The fundamentals of the U.S. economy have not changed much from the previous business cycle. Over time, the real, inflation-adjusted economic growth rate for the current cycle should be similar to the previous cycle. However, the economy is still carrying a lot of momentum as it recovers from the pandemic and the reopening continues despite challenges posed by the Delta variant. For example, the latest Purchasing Manager Index (PMI) data suggests economic momentum is persistently stronger than the levels we saw during the last business cycle.

Our economic growth expectation would be even higher if not for supply chain bottlenecks in everything from microchips to labor. We can see the effects of these supply chain bottlenecks in the latest Purchasing Manager Index (PMI) data that show the pace of growth slipping. Still, the slower pace of economic growth we may see going forward is very strong relative to the last business cycle.

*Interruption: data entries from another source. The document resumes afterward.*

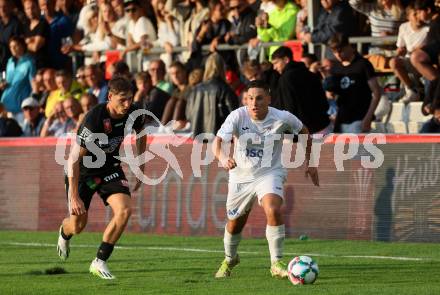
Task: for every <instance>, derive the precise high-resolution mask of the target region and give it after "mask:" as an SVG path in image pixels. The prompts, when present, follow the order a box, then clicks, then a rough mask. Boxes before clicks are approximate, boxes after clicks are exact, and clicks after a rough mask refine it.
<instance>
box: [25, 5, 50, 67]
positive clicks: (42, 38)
mask: <svg viewBox="0 0 440 295" xmlns="http://www.w3.org/2000/svg"><path fill="white" fill-rule="evenodd" d="M23 7H24V12H25V13H26V17H27V18H28V20H29V24H28V25H27V26H26V27H25V28H24V37H25V41H26V45H27V49H28V51H29V53H31V54H32V56H33V57H34V60H35V66H36V68H37V69H41V68H44V67H46V66H47V64H48V47H47V43H48V42H49V34H50V29H49V24H48V23H47V22H46V20H45V19H44V18H42V17H41V12H40V8H39V7H38V4H37V1H36V0H24V1H23Z"/></svg>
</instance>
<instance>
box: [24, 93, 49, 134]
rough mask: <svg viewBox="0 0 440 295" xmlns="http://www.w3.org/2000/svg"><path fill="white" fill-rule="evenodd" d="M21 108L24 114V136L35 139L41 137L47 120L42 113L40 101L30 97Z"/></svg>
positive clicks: (28, 98)
mask: <svg viewBox="0 0 440 295" xmlns="http://www.w3.org/2000/svg"><path fill="white" fill-rule="evenodd" d="M21 108H22V110H23V114H24V122H23V126H22V129H23V136H27V137H35V136H38V137H39V136H40V133H41V130H42V128H43V124H44V121H46V118H45V117H44V114H43V113H41V112H40V104H39V103H38V100H36V99H35V98H33V97H28V98H26V99H25V100H23V103H22V104H21Z"/></svg>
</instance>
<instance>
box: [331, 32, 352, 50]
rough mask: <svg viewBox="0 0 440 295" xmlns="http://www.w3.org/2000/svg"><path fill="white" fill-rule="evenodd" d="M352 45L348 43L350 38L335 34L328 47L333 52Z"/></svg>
mask: <svg viewBox="0 0 440 295" xmlns="http://www.w3.org/2000/svg"><path fill="white" fill-rule="evenodd" d="M347 45H350V43H349V42H348V37H347V35H345V34H341V33H335V34H334V35H333V36H331V37H330V39H329V40H328V41H327V46H328V47H330V49H332V50H338V49H341V48H344V47H345V46H347Z"/></svg>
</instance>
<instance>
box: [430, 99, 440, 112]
mask: <svg viewBox="0 0 440 295" xmlns="http://www.w3.org/2000/svg"><path fill="white" fill-rule="evenodd" d="M431 110H432V112H434V111H435V110H440V97H437V98H436V99H434V101H433V102H432V107H431Z"/></svg>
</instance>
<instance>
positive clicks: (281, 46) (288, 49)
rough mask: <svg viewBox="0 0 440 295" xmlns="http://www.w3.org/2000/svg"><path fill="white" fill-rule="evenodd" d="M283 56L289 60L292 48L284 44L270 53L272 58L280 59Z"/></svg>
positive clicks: (292, 57) (291, 52) (292, 55)
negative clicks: (290, 49) (276, 49)
mask: <svg viewBox="0 0 440 295" xmlns="http://www.w3.org/2000/svg"><path fill="white" fill-rule="evenodd" d="M285 57H287V58H288V59H289V60H292V59H293V54H292V50H290V48H289V47H286V46H280V47H279V48H278V49H277V50H275V51H274V53H272V59H277V58H280V59H282V58H285Z"/></svg>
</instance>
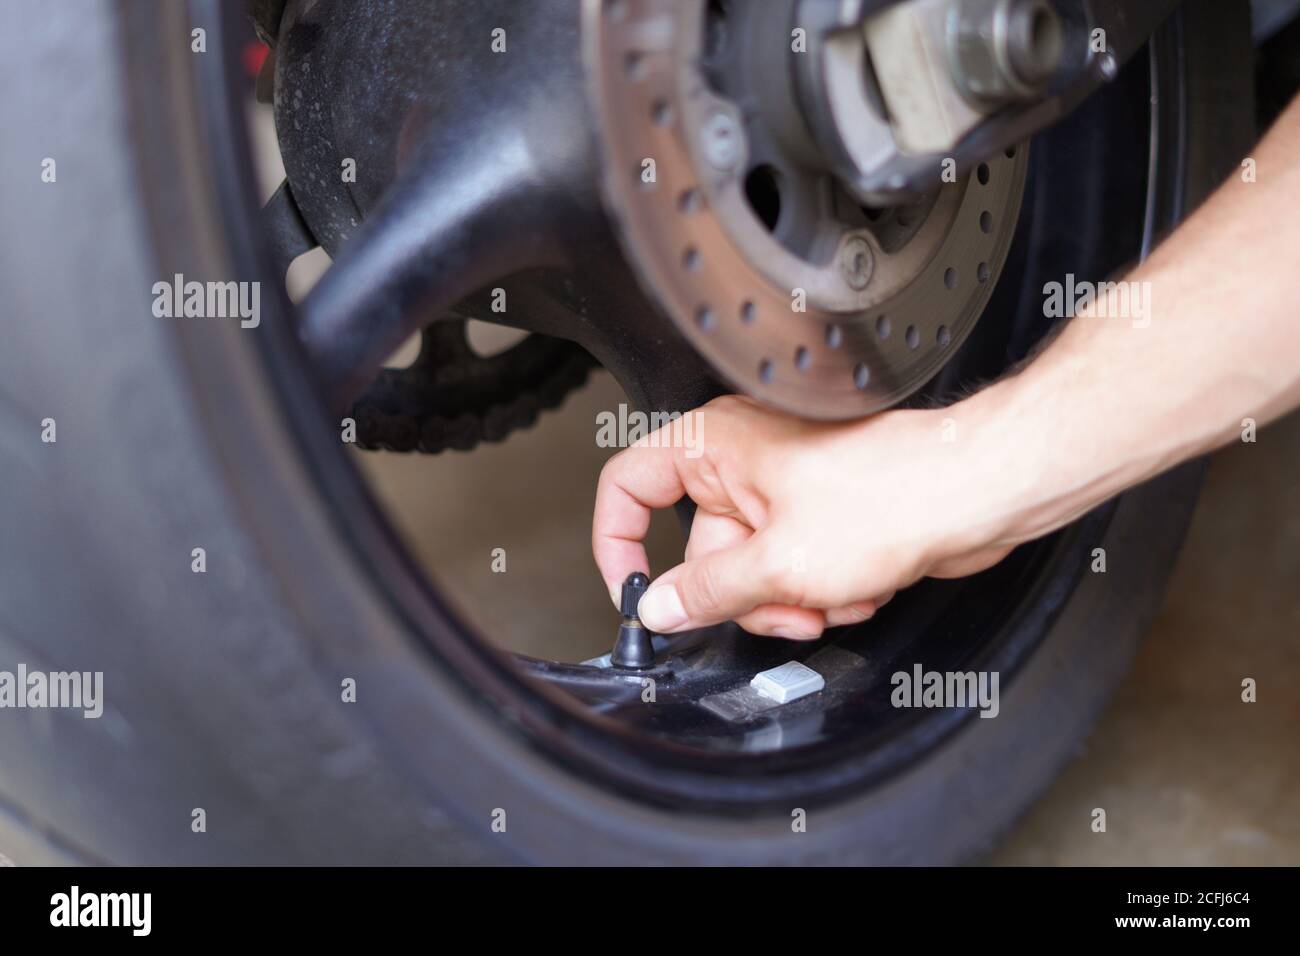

Over time, we expect the current momentum to ebb, but growth should remain strong over the near-term.

Similar to the peak we are seeing in the rate of real GDP growth, we think that we have likely seen the peak in the rate of inflation. However, this does not mean that inflation will quickly decline to the low levels that we saw during the previous business cycle. Rather, we expect inflation to persist at a rate well above the rate we experienced during the 2010-2019 period.

One of the major differences in the current environment is the massive amount of fiscal and monetary stimulus in this business cycle that dwarfs the previous business cycle. We think this massive amount of stimulus, along with other factors, will likely keep the rate of inflation higher than the previous business cycle on average. Though some “transitory” inflationary pressures, such as the rate of increase in used cars, may be easing, other longer-term pressures, such as wages and rents, are just beginning to build. We can see one example of this massive monetary stimulus in the growth rate of the money supply, or liquidity, in the financial system. As the following graph illustrates, the rate of liquidity growth in the system is far above anything we saw during the previous business cycle.

This view is consistent with what market-based inflation expectations are showing. For example, the 5-Year Treasury Inflation Protected Securities (TIPS) breakeven spread suggests that we will see an average of 2.55% inflation for the next 5 years. This is well above levels we saw consistently during the previous business cycle.

Given the pace of the U.S. Federal Reserve’s stimulus and the current supply chain and labor market disruptions we have experienced since the pandemic lockdowns, we expect much of this inflation to be frontloaded and it may take years to settle down and work through the system.

As a result of this continued economic growth, corporate revenue and earnings growth should remain strong while long-term interest rates are likely to move higher as the all-time low in real, inflation-adjusted, interest rates reverse. We have positioned our Strategies to benefit from these trends while managing the associated risks. Our current positioning favors value-oriented equity sectors, such as health care, financials, consumer staples, and dividend payers more broadly. On the fixed income side, we continue to emphasize high-quality, less interest rate sensitive investments that generate a relatively attractive current income.


The Cash Indicator (CI) has been useful for helping us judge potential volatility. The CI remains near the low end of its normal range. Historically, this suggests that markets are overly complacent and not discounting risk. We think that this complacency makes financial markets vulnerable to shocks and could lead to a selloff. However, with economic fundamentals strong and abundant liquidity reserves in the system, we think that a market decline is likely a buying opportunity.